TextClassificationWithModel

class hana_ml.text.tm.TextClassificationWithModel(language=None, enable_stopwords=True, keep_numeric=None, allowed_list=None, notallowed_list=None)

Text classification class. This class enables us to train an RDT classifier for TF-IDF vectorized text data firstly and then apply it for inference.

Parameters:

languagestr, optional

Specify the language type. HANA cloud instance currently supports 'EN', 'DE', 'ES', 'FR', 'RU', 'PT'. If None, auto detection will be applied.

Defaults to None (auto detection).

enable_stopwordsbool, optional

Determine whether to turn on stopwords.

Defaults to True.

keep_numericbool, optional

Determine whether to keep numbers.

Valid only when enable_stopwords is True.

Defaults to False.

allowed_listbool, optional

A list of words that are retained by the stopwords logic.

Valid only when enable_stopwords is True.

notallowed_listbool, optional

A list of words, which are recognized and deleted by the stopwords logic.

Valid only when enable_stopwords is True.

Examples

>>> tc = TextClassificationWithModel(enabel_stopwords=True)
>>> tc.fit(data=document_file_train_data)
>>> pred_res = tc.predict(data=document_file_test_data)

Methods

`fit`(data[, seed, thread_ratio])	Train the model.
`get_model_metrics`()	Get the model metrics.
`get_score_metrics`()	Get the score metrics.
`predict`(data[, rdt_top_n, thread_ratio])	Predict the model.

fit(data, seed=None, thread_ratio=None)

Train the model.

Parameters:

dataDataFrame

Input data, structured as follows:

1st column, ID.
2nd column, Document content.
3rd column, Document category.

seedint, optional

Specify the seed for random number generation.

thread_ratiofloat, optional

The ratio of total number of threads that can be used by this function.

Returns:

A fitted instance of class TextClassificationWithModel.

predict(data, rdt_top_n=None, thread_ratio=None)

Predict the model.

Parameters:

dataDataFrame

Input data, structured as follows:

1st column, ID.
2nd column, Document content.

rdt_top_nint, optional

Specify the number of top terms to be used for the Random Decision Tree algorithm.
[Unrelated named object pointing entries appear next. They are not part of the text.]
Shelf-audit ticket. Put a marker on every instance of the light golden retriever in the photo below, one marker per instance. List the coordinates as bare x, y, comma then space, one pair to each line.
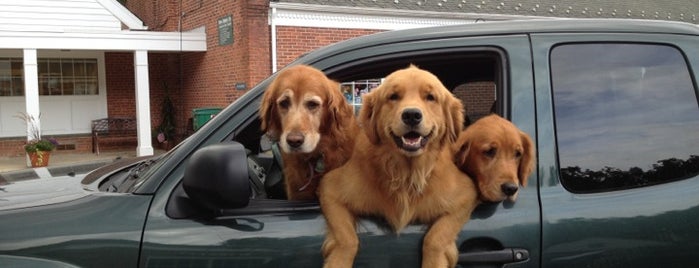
498, 155
315, 126
402, 170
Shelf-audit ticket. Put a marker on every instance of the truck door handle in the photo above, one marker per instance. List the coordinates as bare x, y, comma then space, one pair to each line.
507, 255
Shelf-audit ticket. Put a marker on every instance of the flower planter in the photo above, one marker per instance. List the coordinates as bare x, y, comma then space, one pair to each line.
40, 158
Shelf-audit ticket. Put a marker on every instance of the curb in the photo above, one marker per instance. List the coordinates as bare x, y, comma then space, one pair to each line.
54, 171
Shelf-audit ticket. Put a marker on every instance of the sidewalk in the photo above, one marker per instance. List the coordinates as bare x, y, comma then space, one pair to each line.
61, 164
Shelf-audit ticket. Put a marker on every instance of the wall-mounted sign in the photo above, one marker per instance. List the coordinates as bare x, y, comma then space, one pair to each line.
225, 30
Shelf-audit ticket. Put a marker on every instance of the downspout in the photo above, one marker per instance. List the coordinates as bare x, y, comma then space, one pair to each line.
273, 26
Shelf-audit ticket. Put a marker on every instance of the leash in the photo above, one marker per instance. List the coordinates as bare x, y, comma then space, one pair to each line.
315, 170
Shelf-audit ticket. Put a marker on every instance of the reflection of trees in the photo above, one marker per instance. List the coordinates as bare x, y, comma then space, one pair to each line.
612, 178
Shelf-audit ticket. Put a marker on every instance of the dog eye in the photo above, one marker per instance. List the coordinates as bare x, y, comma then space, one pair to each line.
491, 152
312, 105
284, 104
518, 154
394, 96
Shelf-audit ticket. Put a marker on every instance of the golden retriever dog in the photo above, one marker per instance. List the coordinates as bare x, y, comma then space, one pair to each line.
402, 170
498, 155
314, 125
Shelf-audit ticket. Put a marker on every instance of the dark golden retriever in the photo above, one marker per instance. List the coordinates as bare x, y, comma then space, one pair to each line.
498, 155
402, 170
315, 126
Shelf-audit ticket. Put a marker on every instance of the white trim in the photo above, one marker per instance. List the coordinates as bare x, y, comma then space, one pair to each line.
194, 40
31, 90
145, 146
123, 14
306, 15
273, 31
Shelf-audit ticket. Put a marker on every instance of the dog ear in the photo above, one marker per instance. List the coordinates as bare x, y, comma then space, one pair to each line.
367, 120
526, 164
270, 124
460, 151
454, 115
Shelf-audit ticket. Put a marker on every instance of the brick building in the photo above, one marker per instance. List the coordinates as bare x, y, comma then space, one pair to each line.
246, 41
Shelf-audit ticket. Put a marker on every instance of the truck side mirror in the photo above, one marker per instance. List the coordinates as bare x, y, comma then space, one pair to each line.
216, 177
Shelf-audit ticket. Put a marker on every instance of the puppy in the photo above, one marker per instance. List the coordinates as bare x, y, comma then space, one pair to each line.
498, 155
308, 116
401, 170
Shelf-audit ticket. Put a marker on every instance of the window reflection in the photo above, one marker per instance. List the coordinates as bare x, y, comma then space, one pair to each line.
626, 115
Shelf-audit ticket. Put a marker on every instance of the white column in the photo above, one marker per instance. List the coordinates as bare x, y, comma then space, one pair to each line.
31, 92
31, 87
145, 146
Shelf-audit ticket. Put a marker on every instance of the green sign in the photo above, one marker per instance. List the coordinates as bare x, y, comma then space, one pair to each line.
225, 30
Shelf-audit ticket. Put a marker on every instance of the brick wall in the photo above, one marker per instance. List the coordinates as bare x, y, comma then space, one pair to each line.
293, 42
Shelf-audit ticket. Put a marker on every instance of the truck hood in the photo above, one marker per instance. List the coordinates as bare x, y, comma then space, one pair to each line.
39, 192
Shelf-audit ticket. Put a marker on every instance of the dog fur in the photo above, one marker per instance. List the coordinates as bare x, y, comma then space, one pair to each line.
402, 170
305, 112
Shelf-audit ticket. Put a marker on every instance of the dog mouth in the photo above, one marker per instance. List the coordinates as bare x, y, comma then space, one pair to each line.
411, 141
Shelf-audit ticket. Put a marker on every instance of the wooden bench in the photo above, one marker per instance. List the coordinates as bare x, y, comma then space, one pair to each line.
112, 130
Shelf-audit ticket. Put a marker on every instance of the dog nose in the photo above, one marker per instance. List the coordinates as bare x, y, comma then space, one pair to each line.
509, 188
295, 140
411, 116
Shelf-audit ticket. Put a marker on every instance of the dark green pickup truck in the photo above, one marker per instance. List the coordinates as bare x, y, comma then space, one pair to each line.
611, 105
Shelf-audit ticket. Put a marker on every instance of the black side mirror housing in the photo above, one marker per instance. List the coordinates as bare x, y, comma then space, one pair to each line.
216, 177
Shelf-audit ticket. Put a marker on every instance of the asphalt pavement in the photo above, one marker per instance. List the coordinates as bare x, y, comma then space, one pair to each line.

thread_ratiofloat, optional

The ratio of total number of threads that can be used by this function.

Returns:

DataFrame

get_model_metrics()

Get the model metrics.

Returns:

DataFrame: The model metrics.

get_score_metrics()

Get the score metrics.

Returns:

DataFrame: The score metrics.

Inherited Methods from PALBase

Besides those methods mentioned above, the TextClassificationWithModel class also inherits methods from PALBase class, please refer to PAL Base for more details.